The Death & Life of All of Us
Victor Esses portrait
Preparing the performance
Victor at work
PART DOCUMENTARY THEATRE, PART GIG, THE DEATH AND LIFE OF ALL OF US IS A WORK-IN-PROGRESS SHARING WHICH RECLAIMS THOSE STORIES OTHERS WOULD RATHER ERASE.
Have you ever looked where you were told not to? Victor Esses made a decision, to celebrate those people in his family the least spoken of… among them are great-aunty Marcelle, who left the Jewish-Beirut community, converted to a new religion, changed her name and travelled the world.
This work in progress is part documentary theatre, part gig and is a reclaiming of those stories others would rather erase. A journey into shame, family and intergenerational trauma; a celebration of complexity, imperfection, truths and untruths, humanity.
“This will be the first time I share any of this material with an audience. I’m excited to work in new languages than I’m used to. Expect some surprising imagery, involving music, space to think of your own family.” – says the artist.
The evening’s sharing will include a post-show discussion with the artist. As part of the project, Victor Esses will also spend time with the museum’s song writing group prior to his performance to share his practice and develop parts of the show.
WHAT YOU NEED TO KNOW
This is a work-in-progress, so there will be sections of performance and opportunities for Victor to speak with the audience to develop and grow the piece. Victor asks that you be open and ready to be a part of his creative process as he shares these rough ideas with you for the first time.

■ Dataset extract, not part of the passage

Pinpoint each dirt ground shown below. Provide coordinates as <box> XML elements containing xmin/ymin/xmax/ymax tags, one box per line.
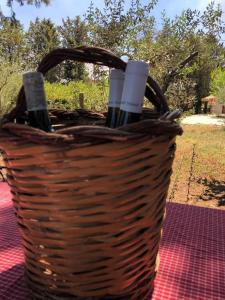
<box><xmin>168</xmin><ymin>124</ymin><xmax>225</xmax><ymax>210</ymax></box>
<box><xmin>181</xmin><ymin>114</ymin><xmax>225</xmax><ymax>126</ymax></box>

If you are an M8 resident, you are entitled to free tickets for the performance. Please email your name, address and email contact to: email@example.com to sign up to become an M8 member and receive your free ticket.

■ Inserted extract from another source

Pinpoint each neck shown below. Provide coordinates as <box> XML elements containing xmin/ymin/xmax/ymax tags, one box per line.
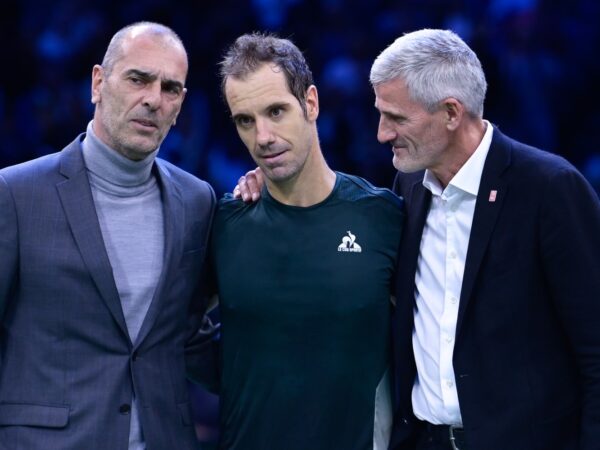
<box><xmin>266</xmin><ymin>146</ymin><xmax>336</xmax><ymax>207</ymax></box>
<box><xmin>432</xmin><ymin>118</ymin><xmax>487</xmax><ymax>188</ymax></box>
<box><xmin>83</xmin><ymin>121</ymin><xmax>157</xmax><ymax>187</ymax></box>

Victor Esses is a Jewish-Lebanese Brazilian queer theatre maker and performance artist. His practice centres nuanced intersectional auto/biographical stories of belonging, resilience and intimacy, encouraging audiences to ask personal questions about what makes us most human. His process is studio led, creating archives of memory that serve as pieces in a jigsaw, activated through performance. He uses storytelling, participation, multimedia, and live art to create open entry points into who we are now, and how we might imagine better futures.